Parameters	Wind Data
	Measured	1/7 Law, $\mathit{\alpha }=0.143$	Individual Fit, $\mathit{\alpha }=4.2470{\mathit{e}}^{-7.6000\times {10}^{-2}\mathbf{T}}$	Collective Fit, $\mathit{\alpha }=4.2470{\mathit{e}}^{-7.6000\times {10}^{-2}\mathbf{T}}$
v, m/s	4.41	2.23	4.51	4.31
AEP, MWh/year	541.37	68.33	646.49	578.16
CF, %	10.30	1.30	12.30	11.00
FLH, hour/year	902.28	113.88	1077.48	963.60
GHG, Tonne CO2/Year	357.30	45.10	426.68	381.59

v: Mean wind speed; AEP: Annual Energy Production; CF: Capacity factor; FLH: Full load hours; GHG: Greenhouse gases emission saving.

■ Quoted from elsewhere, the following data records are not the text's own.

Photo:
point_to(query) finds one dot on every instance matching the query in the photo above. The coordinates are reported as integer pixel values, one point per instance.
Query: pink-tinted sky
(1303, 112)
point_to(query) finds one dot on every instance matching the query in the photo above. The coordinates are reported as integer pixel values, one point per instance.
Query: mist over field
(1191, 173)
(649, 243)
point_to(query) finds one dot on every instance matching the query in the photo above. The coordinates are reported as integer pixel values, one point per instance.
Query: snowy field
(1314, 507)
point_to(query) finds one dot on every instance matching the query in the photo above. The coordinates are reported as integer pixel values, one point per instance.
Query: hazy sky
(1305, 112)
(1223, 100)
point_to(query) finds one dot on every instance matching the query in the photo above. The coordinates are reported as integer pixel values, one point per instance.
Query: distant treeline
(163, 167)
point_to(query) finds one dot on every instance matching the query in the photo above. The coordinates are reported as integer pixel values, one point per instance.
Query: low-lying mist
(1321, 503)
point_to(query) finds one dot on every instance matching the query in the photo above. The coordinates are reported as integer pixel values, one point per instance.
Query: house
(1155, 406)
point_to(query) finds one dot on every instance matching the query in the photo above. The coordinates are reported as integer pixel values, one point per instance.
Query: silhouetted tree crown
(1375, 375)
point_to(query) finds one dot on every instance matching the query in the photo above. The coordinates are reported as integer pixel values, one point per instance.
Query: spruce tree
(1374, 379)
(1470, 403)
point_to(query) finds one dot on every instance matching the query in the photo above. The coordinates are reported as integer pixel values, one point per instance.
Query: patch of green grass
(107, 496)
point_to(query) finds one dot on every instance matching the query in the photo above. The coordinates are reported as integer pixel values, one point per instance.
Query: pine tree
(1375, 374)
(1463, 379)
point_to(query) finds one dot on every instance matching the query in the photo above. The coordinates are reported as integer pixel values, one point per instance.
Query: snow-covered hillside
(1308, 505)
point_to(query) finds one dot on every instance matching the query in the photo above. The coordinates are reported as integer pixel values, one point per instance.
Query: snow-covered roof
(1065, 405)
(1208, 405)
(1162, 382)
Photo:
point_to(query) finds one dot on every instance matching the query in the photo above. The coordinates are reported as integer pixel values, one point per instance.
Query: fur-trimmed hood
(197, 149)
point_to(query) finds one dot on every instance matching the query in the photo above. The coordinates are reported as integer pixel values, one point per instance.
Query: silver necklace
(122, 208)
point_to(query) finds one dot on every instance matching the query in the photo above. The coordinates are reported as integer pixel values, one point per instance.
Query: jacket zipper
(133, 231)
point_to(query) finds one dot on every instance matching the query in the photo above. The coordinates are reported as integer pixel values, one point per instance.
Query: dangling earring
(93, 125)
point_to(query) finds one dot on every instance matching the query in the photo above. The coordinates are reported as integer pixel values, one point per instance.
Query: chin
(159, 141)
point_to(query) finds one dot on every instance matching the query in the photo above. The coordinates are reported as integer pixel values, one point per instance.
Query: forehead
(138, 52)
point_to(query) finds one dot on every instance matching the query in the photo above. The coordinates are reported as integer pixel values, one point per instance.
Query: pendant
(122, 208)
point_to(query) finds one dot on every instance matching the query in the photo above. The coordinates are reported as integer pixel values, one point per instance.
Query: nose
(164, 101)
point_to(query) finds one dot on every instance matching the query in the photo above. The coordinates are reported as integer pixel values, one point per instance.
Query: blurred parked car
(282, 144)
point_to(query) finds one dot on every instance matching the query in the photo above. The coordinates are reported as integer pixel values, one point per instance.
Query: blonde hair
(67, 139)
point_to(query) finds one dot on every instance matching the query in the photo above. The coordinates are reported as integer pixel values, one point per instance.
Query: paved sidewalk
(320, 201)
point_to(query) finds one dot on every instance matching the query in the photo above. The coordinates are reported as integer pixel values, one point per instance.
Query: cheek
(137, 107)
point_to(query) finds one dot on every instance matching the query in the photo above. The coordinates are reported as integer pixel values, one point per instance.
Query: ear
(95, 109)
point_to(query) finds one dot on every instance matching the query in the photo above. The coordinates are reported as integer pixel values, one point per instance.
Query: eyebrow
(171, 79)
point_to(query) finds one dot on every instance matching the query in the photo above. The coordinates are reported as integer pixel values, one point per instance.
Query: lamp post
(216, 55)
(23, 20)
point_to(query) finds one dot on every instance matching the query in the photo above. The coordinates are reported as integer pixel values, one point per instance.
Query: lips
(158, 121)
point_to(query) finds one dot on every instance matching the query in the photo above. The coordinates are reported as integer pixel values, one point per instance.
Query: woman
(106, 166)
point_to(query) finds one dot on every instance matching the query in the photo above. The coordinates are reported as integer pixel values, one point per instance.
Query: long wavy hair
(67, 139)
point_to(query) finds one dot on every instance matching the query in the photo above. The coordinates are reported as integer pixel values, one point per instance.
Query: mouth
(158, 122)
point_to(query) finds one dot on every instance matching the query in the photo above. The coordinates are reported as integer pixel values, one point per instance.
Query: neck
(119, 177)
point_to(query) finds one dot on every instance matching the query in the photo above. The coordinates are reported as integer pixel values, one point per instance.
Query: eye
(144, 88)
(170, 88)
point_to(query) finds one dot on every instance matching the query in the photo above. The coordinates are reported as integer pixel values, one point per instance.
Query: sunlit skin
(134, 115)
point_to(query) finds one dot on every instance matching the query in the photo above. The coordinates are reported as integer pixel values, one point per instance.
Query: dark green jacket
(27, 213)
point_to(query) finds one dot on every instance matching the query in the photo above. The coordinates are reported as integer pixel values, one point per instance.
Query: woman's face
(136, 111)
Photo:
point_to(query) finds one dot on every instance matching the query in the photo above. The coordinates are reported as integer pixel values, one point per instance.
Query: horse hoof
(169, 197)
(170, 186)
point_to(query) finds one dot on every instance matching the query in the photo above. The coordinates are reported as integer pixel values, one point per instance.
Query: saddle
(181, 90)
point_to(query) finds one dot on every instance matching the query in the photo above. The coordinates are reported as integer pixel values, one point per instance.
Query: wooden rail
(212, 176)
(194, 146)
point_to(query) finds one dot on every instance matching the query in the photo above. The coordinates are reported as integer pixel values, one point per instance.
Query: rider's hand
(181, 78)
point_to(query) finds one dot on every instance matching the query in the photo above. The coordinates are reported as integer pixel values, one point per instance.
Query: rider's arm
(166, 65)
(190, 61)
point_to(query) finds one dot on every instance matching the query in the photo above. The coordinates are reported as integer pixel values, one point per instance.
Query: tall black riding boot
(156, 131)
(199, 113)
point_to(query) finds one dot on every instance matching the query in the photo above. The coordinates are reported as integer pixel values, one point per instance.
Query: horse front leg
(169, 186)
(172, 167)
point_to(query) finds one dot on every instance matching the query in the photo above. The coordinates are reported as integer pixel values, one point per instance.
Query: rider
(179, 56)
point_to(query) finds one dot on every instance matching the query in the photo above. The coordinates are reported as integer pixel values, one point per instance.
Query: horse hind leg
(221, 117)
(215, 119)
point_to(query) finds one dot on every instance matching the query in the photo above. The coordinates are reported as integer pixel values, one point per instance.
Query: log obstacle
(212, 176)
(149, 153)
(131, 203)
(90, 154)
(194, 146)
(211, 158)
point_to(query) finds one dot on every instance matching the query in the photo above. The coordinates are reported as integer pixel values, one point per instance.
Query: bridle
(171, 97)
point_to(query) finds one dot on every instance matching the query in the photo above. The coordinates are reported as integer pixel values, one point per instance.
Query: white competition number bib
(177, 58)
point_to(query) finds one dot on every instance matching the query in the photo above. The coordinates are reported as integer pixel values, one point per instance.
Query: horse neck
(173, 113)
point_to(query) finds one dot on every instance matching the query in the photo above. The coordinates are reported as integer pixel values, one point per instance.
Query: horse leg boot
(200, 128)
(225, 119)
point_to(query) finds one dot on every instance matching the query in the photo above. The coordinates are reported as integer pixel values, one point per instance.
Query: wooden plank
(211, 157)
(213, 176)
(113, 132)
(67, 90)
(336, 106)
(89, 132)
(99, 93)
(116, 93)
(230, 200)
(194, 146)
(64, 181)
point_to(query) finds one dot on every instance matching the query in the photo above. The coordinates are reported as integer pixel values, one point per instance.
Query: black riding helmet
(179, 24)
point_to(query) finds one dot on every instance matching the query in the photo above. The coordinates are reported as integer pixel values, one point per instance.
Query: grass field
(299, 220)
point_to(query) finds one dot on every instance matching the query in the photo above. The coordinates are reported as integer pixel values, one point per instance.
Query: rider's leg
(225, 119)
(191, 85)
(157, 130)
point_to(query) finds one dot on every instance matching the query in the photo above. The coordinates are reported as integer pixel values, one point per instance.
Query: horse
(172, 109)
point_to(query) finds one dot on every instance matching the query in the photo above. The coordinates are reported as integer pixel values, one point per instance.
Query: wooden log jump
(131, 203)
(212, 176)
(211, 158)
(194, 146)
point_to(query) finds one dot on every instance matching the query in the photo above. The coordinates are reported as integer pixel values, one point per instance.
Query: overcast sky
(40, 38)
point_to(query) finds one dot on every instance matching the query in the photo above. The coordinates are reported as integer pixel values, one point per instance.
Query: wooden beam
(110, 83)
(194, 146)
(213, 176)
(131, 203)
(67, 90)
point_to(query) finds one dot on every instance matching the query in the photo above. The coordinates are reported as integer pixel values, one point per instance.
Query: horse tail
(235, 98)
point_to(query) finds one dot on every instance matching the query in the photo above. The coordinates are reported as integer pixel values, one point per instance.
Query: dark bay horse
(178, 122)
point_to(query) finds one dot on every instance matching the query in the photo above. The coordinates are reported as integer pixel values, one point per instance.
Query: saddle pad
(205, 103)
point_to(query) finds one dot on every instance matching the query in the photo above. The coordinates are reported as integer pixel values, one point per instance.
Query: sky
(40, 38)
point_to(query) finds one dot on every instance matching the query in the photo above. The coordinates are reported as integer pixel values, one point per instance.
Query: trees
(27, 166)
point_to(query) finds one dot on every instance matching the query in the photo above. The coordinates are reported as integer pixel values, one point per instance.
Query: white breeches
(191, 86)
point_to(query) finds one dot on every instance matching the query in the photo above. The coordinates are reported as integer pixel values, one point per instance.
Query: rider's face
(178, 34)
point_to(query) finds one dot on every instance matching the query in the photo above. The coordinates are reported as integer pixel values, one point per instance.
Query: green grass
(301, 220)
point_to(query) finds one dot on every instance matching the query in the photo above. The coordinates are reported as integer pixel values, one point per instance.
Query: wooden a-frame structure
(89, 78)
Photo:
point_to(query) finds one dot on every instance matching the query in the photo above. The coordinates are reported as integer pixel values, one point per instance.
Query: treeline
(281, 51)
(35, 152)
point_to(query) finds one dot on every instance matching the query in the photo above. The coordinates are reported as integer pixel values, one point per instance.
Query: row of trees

) confirmed that the site is indeed less suitable for medium to large wind turbine with the application of the 600-kW rated power Dewind D4/48-600 turbine, in which a poor CF was achieved (10.30%). Even though Langkawi has been perceived as infeasible, the preceding wind resource map shows that the other locations on the site exhibited more potential and encouraging wind energy. Nonetheless, one must note that the energy simulation was only on a coordinate point, thus, in order to perform a fair judgement on the potential of the site; the wind resource map should be used as reference. Compared to the 70 m measured data, the extrapolation by 1/7 law led to a very large CF underestimation at approximately 87.38%.

4. Conclusions

The onshore wind energy is one of the many highlighted new resources for generating electricity in many countries, including Malaysia, as the target of RE within the national energy mix has yet to be achieved. The existing and acknowledged eligible RE resources are solar photovoltaic, micro-hydro, biomass, and biogas. The following is a list of conclusion and recommendations for future works:

(a)

A critical review of prior studies pertaining to onshore wind energy in Malaysia has been highlighted, including the related weaknesses and suggestions for improvement.

(b)

The meteorological wind data, which were measured in low wind speed areas, such as airport runways, are unsuitable to represent the wind energy potential. The best way to do so is by measuring wind data at an open and flat area, where fewer obstacles and surface roughness are present. However, installing a new wind measurement masts is not only costly, but also requires undivided support from the government, especially monetary in the form of research grants.

(c)

Kudat presents a higher potential for wind energy development compared to other areas in Malaysia, whereby the medium rated power of a wind turbine (600 kW) could generate electricity with its CF exceeding 20%. The other site also has the potential, as presented by wind resources map, but most of the sites are located at high elevation areas as they are far from access to the grid transmission line. This is also seen as non-feasible as it will increase the initial cost, except for the higher generation of electricity or the provision of an incentive or probably subsidy by the authority and the government in the form of Feed-in Tariff bonuses.

(d)

The PLI, which is associated to temperature, displayed exponential fit for all the stations tested under the present study. Besides, parameters A and b depend on the location. The individual and the collective fit were found to offer good estimation of PLI. Meanwhile, the 1/7 law showed larger discrepancy of wind speed value prediction; leading to a huge error in energy estimation.

(e)

As for future work, the installation of more wind measurement masts at other sites is recommended in order to study the PLIs with various roughness characteristics in Malaysia. In addition, the exponential fit model could be further improvised and tuned to be more precise through the use of more varied data derived from many other locations.

(f)

The production of wind energy is feasible and practical only at certain locations in Malaysia. Therefore, the mesoscale of wind map should be produced by employing data from many stations involved in wind measurement, especially to identify the most apt location(s) in Malaysia and vice versa.

(g)

Lastly, the application of Light Detection and Ranging (LIDAR) and Sound Detection and Ranging (SODAR) measurements is also suggested as they could determine wind speeds at up to 200 m or more in height (m.a.g.l). On the other hand, such added applications offer vertical resolution that is less than 10 m.